El Salón Cultural del Congreso Nacional luce distinto desde el lunes 24 de agosto de 2026. Dos nuevos murales del Congreso Nacional llenaron de color e historia ese espacio, gracias al trabajo de la artista hondureña Daniela Calderón. ¡Qué bonito ejemplo de cómo el arte puede transformar un edificio institucional!
El proyecto contó con el respaldo de la Secretaría de las Culturas, las Artes y los Patrimonios de los Pueblos de Honduras (SECAPPH). Así, una institución legislativa y una entidad cultural se unieron para llevar identidad hondureña a las paredes del Congreso.
Qué representan los dos murales
El primer mural recorre la historia del Congreso Nacional y su papel dentro de la vida democrática del país. El segundo reúne elementos de la cultura hondureña, entre ellos flora, fauna y referencias a la cultura lenca.
Juntos, ambos murales buscan que quienes visiten el Salón Cultural encuentren algo más que un espacio de reuniones. También encuentran una ventana visual a la historia legislativa y a la riqueza cultural del país.


Sigue leyendo: Alas Solidarias une aviación y apoyo al CRILA en La Ceiba
La artista y su proceso creativo
Daniela Calderón fue la encargada de pintar las dos obras. Según las fuentes consultadas, el proceso de elaboración tomó varias semanas de trabajo dentro del propio Salón Cultural.
Ese tiempo de dedicación refleja el nivel de detalle que exige un mural de esta escala. Además, confirma que la obra nació pensada específicamente para este espacio del Congreso Nacional.
Elementos naturales y de la cultura lenca
El segundo mural incorpora imágenes de flora y fauna representativas de Honduras. También suma referencias visuales a la cultura lenca, uno de los pueblos originarios con mayor presencia en la identidad nacional.
Por ahora, ni la artista ni las fuentes oficiales han detallado el significado específico de cada símbolo incluido en la obra. Por eso, esta nota evita interpretar elementos puntuales sin esa explicación directa.
Valor educativo para estudiantes y visitantes
Cada vez más estudiantes de colegios y universidades visitan el Congreso Nacional como parte de recorridos educativos. Para ese público, los murales ofrecen una forma más cercana de conocer la historia legislativa del país.
Asimismo, el arte funciona como una herramienta pedagógica. Permite que temas como la democracia y la identidad cultural lleguen de forma visual, sin depender únicamente de textos o discursos.
Cómo el arte transforma un espacio institucional
Durante mucho tiempo, el Salón Cultural careció de piezas visuales que respaldaran su nombre. Con estos murales, el espacio gana una identidad propia dentro del edificio legislativo.

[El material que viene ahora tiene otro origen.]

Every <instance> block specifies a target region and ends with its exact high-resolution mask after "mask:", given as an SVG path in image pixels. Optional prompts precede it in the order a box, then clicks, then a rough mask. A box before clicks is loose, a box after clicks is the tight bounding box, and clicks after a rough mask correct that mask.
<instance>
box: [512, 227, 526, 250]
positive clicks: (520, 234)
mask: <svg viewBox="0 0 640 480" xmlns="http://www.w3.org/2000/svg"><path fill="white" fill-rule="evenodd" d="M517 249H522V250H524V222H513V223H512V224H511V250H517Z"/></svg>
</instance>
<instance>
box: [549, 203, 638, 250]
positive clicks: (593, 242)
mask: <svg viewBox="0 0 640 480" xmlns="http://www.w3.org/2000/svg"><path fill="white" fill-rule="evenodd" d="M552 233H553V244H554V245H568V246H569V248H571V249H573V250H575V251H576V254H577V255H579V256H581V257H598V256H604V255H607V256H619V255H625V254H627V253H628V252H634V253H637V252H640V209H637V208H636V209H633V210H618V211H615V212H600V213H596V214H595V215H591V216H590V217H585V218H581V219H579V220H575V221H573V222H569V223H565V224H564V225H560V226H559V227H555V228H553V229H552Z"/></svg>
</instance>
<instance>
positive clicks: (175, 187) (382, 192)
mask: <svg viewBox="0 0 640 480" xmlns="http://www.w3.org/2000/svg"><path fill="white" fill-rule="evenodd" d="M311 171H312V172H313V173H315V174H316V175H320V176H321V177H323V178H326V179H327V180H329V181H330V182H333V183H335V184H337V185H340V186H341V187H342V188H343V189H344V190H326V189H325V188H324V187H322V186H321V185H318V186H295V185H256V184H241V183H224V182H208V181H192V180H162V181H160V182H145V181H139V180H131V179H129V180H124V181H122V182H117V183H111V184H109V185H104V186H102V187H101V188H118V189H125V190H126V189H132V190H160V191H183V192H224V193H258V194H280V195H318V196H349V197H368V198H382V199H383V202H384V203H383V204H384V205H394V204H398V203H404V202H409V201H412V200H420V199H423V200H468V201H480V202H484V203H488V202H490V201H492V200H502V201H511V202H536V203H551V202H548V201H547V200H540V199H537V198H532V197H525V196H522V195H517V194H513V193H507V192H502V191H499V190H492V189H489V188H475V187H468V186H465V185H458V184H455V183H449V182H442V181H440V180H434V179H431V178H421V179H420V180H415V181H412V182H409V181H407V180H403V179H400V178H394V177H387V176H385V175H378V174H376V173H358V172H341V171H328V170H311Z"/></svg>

Este tipo de intervenciones también acerca el arte público a instituciones que normalmente se asocian solo con trámites y sesiones formales. Así, la cultura entra a formar parte de la rutina diaria del Congreso. Iniciativas similares ya se han visto en otros puntos del país, como los murales del Colectivo Culturas Vivas que destacan la cultura garífuna, y en comunidades que preservan sus raíces, como las del Distrito Lenca-Maya.
Datos todavía pendientes sobre técnica y acceso
Hasta el cierre de esta nota, el Congreso Nacional y SECAPPH no han publicado la técnica exacta, las dimensiones ni los títulos oficiales de cada mural. Tampoco han confirmado si Daniela Calderón trabajó sola o con asistentes durante el proceso.
De igual forma, no existe información pública sobre el costo del proyecto ni sobre los términos de contratación. Conviene consultar directamente con el Congreso Nacional o con SECAPPH antes de publicar esos detalles.
Sobre las visitas, el Congreso Nacional tampoco ha difundido horarios ni requisitos formales para el público general. Los interesados deberían confirmar esa información con la oficina de comunicaciones del Congreso Nacional.